Everyone in the computer science field (should) eventually learn or realize that any recursive function can be rewritten as an iterative process with the aid of a stack. Since a SAS Data Step is iterative, it’s fairly easy to look up children of a tree node in metadata, but nearly impossible to recursively look up children of children, and so fourth, without breaking out of the Data Step loop and into macro code, because there’s no native program stack.

You can use the LINK keyword, but that just keeps the PC register in a stack to return to where you were a subroutine was called, it doesn’t recreate the data vector. Because of this, all variables in a SAS Data Step behave as global within the data step block.

You could use a TEMPORARY array as a stack, but its size has to be hard-coded to a predetermined depth.
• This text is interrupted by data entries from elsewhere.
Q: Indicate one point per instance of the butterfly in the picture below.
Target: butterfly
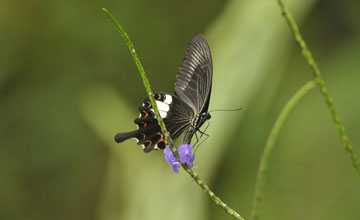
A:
(184, 112)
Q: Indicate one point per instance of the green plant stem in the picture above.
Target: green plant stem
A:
(260, 180)
(321, 84)
(201, 183)
(144, 78)
(212, 196)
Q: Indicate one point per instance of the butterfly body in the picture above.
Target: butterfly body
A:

SAS 9 has a rarely used Hash object, which can be used within a Data Step. It grows as needed, so it can be used to function as a functionally infinite length array, and further abused to function as a stack within a Data Step. The following code demonstrates this:

data _null_;
  declare hash stack();
  length stackvar $100;
  length stackdepth 8.;
  stackdepth=0;
  rc=stack.defineKey('stackdepth');
  rc=stack.defineData('stackvar');
  rc=stack.defineDone();

stackvar='a';
stackdepth+1;
rc=stack.add();
put 'push' stackdepth= stackvar=;

stackvar='b';
stackdepth+1;
rc=stack.add();
put 'push' stackdepth= stackvar=;

stackvar='c';
stackdepth+1;
rc=stack.add();
put 'push' stackdepth= stackvar=;

rc=stack.find();
rc=stack.remove();
put 'pop' stackdepth= stackvar=;
stackdepth+-1;

rc=stack.find();
rc=stack.remove();
put 'pop' stackdepth= stackvar=;
stackdepth+-1;

rc=stack.find();
rc=stack.remove();
put 'pop' stackdepth= stackvar=;
stackdepth+-1;

stackvar='x';
stackdepth+1;
rc=stack.add();
put 'push' stackdepth= stackvar=;

stackvar='y';
stackdepth+1;
rc=stack.add();
put 'push' stackdepth= stackvar=;

stackvar='z';
stackdepth+1;
rc=stack.add();
put 'push' stackdepth= stackvar=;

rc=stack.find();
rc=stack.remove();
put 'pop' stackdepth= stackvar=;
stackdepth+-1;

rc=stack.find();
rc=stack.remove();
put 'pop' stackdepth= stackvar=;
stackdepth+-1;

rc=stack.find();
rc=stack.remove();
put 'pop' stackdepth= stackvar=;
stackdepth+-1;
run;

It outputs this:

pushstackdepth=1 stackvar=a
pushstackdepth=2 stackvar=b
pushstackdepth=3 stackvar=c
popstackdepth=3 stackvar=c
popstackdepth=2 stackvar=b
popstackdepth=1 stackvar=a
pushstackdepth=1 stackvar=x
pushstackdepth=2 stackvar=y
pushstackdepth=3 stackvar=z
popstackdepth=3 stackvar=z
popstackdepth=2 stackvar=y
popstackdepth=1 stackvar=x

By doing this, you can traverse a tree in metadata.